Customer to provide: Chromatin immunoprecipitated DNA enriched by specific antibodies
Arraystar to provide:
2. Sequencing Library Preparation
3. Cluster Generation on Cluster Station
4. Sequencing by Illumina platform
5. Data Extraction, Analysis and Summarization
Figure. Flowchart of ChIP-seq Service at Arraystar
Genome-wide peak or binding site detection with around 10 million uniquely aligned reads
Our ChIP-seq generates around 10 million uniquely aligned reads per ChIP-DNA sample. In order to identify the protein binding sites from ChIP-seq data, we use Model-based Analysis of ChIP-Seq (MACS) to predict the protein-DNA interaction sites. This is useful for ChIP-seq peak detection without the use of controls. MACS provides detailed information for each peak, such as genome coordinates, p-value and summits (peak center). The discrete regions of 150 bp around each ChIP-seq peak are defined as protein binding sites.
Annotation and distribution of protein binding sites in relation to gene annotation
By mapping the binding sites in relation to Refseq genes, we can provide the annotation and distribution of TF binding sites across five different categories of genomic elements including the promoter, exon, intron, upstream and intergenic regions. TF binding profiles around TSS (Transcription Start Sites) are also provided.

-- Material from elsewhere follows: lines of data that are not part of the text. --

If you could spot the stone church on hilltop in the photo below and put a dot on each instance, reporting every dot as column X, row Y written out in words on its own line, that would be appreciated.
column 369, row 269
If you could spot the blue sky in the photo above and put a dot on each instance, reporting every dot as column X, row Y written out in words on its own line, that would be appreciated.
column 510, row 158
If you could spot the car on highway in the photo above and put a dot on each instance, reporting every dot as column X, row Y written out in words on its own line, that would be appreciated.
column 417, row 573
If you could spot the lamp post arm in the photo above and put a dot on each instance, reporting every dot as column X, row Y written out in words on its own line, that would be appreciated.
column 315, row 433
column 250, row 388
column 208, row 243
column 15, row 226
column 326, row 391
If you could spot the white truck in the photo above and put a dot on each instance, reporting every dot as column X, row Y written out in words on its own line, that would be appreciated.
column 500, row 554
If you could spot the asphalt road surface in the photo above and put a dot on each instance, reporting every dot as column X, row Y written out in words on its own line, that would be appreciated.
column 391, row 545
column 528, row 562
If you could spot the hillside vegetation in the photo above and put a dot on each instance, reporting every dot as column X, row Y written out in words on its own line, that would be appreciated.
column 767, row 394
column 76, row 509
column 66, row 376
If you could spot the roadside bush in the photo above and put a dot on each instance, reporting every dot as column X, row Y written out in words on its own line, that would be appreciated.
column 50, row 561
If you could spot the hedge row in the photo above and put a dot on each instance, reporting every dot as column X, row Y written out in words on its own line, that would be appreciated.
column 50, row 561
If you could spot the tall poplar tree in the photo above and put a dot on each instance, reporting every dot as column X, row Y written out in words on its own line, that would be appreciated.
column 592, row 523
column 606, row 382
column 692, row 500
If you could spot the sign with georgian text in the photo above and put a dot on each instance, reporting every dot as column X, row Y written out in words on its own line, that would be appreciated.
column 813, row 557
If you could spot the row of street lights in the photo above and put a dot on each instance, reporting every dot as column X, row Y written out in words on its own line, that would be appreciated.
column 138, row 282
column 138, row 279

ChIP-peak distribution: Left: ChIP-peak distribution across five different genomic regions. The definition of each genomic region is described below. Core promoters are within -2kb to 2kb from the TSS. Upstream is from 2 to 20 kb from the TSS, and intergenic is a region not included as a promoter, upstream, intron or exon. Right: Shows the distribution of TF binding profiles within -10kb to 10 kb from the TSS (Inset shows a close up of a 1kb region centered on the TSS)

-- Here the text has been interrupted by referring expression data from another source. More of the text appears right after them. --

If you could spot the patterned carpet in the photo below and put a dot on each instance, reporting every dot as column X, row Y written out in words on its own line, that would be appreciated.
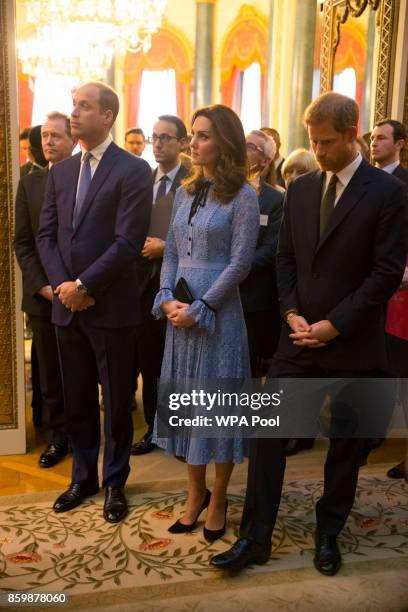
column 139, row 564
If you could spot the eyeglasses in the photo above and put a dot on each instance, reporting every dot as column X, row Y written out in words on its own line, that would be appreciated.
column 251, row 147
column 163, row 138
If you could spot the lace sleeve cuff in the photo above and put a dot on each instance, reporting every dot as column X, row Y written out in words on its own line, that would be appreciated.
column 164, row 295
column 204, row 316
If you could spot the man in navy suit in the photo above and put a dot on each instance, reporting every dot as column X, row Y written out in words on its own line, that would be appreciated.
column 341, row 256
column 93, row 225
column 387, row 141
column 57, row 144
column 259, row 292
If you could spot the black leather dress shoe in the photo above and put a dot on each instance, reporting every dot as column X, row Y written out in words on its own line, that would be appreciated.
column 179, row 527
column 295, row 445
column 115, row 508
column 144, row 446
column 215, row 534
column 327, row 558
column 53, row 454
column 75, row 495
column 396, row 472
column 244, row 552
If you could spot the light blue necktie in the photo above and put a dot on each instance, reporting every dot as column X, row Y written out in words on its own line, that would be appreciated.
column 85, row 179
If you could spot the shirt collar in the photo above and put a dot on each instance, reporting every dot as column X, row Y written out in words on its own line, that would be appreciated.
column 99, row 150
column 389, row 168
column 346, row 174
column 170, row 175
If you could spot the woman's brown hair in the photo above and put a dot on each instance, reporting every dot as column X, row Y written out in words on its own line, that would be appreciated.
column 232, row 166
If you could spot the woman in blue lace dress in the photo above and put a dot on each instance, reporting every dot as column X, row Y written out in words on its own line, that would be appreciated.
column 211, row 244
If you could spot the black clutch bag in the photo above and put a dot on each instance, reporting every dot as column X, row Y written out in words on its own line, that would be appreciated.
column 182, row 292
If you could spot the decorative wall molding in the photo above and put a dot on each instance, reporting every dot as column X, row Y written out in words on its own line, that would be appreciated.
column 8, row 359
column 336, row 13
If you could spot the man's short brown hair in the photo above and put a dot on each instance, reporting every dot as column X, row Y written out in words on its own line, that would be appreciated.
column 55, row 115
column 340, row 110
column 399, row 131
column 108, row 98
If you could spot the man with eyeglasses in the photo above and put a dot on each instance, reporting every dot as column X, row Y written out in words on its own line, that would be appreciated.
column 168, row 140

Putative TF target detection and their functional analysis
In order to investigate the function of TF suggested by its genome-wide binding site profile, we first identify target genes that have binding sites on their promoters (-2kb to 2kb from the TSSs). We then analyze the functional categories of these TF putative target genes by using GO enrichment analysis or pathway analysis.
Motif analysis of TF binding sites
In order to discover TF motifs, we perform a de novo motif search using the discovery rank of the imbalanced motifs (DRIM). We first classify TF binding sites into three different groups (strong, moderate and weak) based on their binding strength. Next, we extract the top 500 sites from each group and then perform DRIM on each set separately.
Examples of DRIM identified novel motif. ChIP-sequencing is able to identify the TFBS (transcription factor binding site) motif patterns based upon the sequencing data. The motif logo above shows the typical results for a binding motif. The nucleotides are sorted by their frequencies from top to bottom, and the height of each nucleotide is proportional to its frequency. The top nucleotide is the most enriched at these positions.
High-Resolution visualization of binding profiles within regions of interest
Using UCSC genome browser, one can visualize our ChIP-seq data together with gene structure, conservation score, histone modification and other transcription factor binding signals.
ChIP-seq signal visualization. ChIP-Seq signals of Dpy-30 and H3K4me3 are visualized together in the genome browser. Representation of gene loci includes the Pcdhg gene cluster. The visualization of ChIP-Seq binding clearly shows their strong genome-wide overlap in both peak distribution and relative heights. (Jiang, H., et al., Cell, 2011. 144(4): p. 513-525. Dpy-30 library construction, sequencing and basic data analyses were performed at Arraystar Inc.)
1. Johnson, D.S., et al., Genome-wide mapping of in vivo protein-DNA interactions. Science, 2007. 316(5830): p. 1497-502.
2. Robertson, G., et al., Genome-wide profiles of STAT1 DNA association using chromatin immunoprecipitation and massively parallel sequencing. Nat Methods, 2007. 4(8): p. 651-7.
3. Barski, A., et al., High-resolution profiling of histone methylations in the human genome. Cell, 2007. 129(4): p. 823-37.
4. Mikkelsen, T.S., et al., Genome-wide maps of chromatin state in pluripotent and lineage-committed cells. Nature, 2007. 448(7153): p. 553-60.